Como mamãe costumava dizer, para ela, eu era donzelo e não gay. Não deveria aceitar o que tantos diziam ao ouvido para que eu seguisse. Zelosa mamãe, mal sabia o deleite arraigado de sítios virtuais em noites brandas trancado em meu quarto. 

Enfim, já havia se passado muitos minutos, além do combinado. Não me aguentava em ansiedade. Sentia-me a princesa a ser arrebatada por seu príncipe em um cavalo branco rasgando a mata ao meu encontro. Vicissitude sublime saltitando o coração ao mesmo passo, dada a calmaria. Não sabia o que sentir, nem ao menos o que pensar. Embora ele pudesse estranhar o meu sorriso solto e a minha temporária timidez, não haveria motivos para não se encantar por mim. Poderíamos passear pela estrada do lago, depois ir ao teatro e quem sabe conhecer a área norte da cidade, onde se concentram lazeres populares. Mas e ele, o que pensar de alguém que adora Ella Fitzgerald? Sem dúvida um gentleman da melhor estirpe. Tanto futuro a se desenrolar, tanta coisa a dizer, limitados por um momento tão objetivo. O que esperar do agora? O que fazer? Como não naufragar? O corpo habitava em revés e culpa, desejo e culpa, solidão e culpa, ereção e culpa... Alívio: a secretária me convida a entrar.

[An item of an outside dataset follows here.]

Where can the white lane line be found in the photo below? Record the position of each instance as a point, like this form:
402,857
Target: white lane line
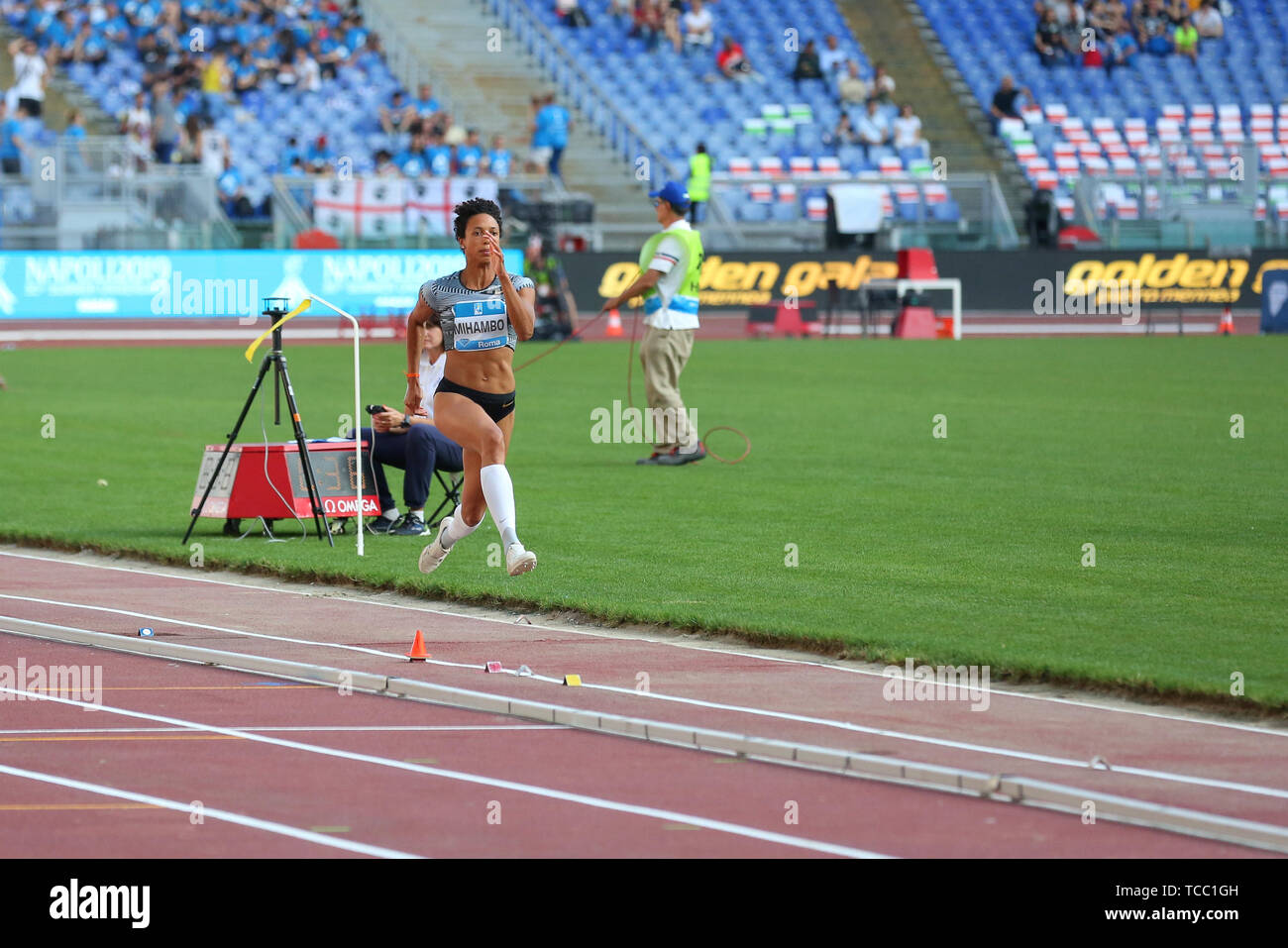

Nunca pensei que em um mesmo espaço habitariam gostos tão distintos. Paredes em tons de cinza decoradas com uma boa réplica de As três Marias, de Portinari, mobiliário sóbrio, sofás convidativos e carpete felpudo. 

A moça se retira. O senhor engravatado me convida para sentar e, sem jeito com as palavras, explica que o meu príncipe não havia esclarecido um detalhe, um fato nada importante, mas que causara um desencontro de informações relevantes em nosso juízo. Ele não se interessava por negros, não que tivesse alguma coisa contra, mas não se interessava. A partir daquele instante o agenciador se desculpou comigo e disse que iria repensar a política para a formalização dos encontros, uma maneira mais simples para que os clientes tivessem contato com fotografias uns dos outros e a disponibilidade do cadastro para os interessados não incorrerem no mesmo equívoco.

Levantei-me emudecido, sem palavras, distintamente incompreendido. Interditado de expressar o que o meu coração trazia pelo simples fato de eu, humano, me resumir à cor da pele.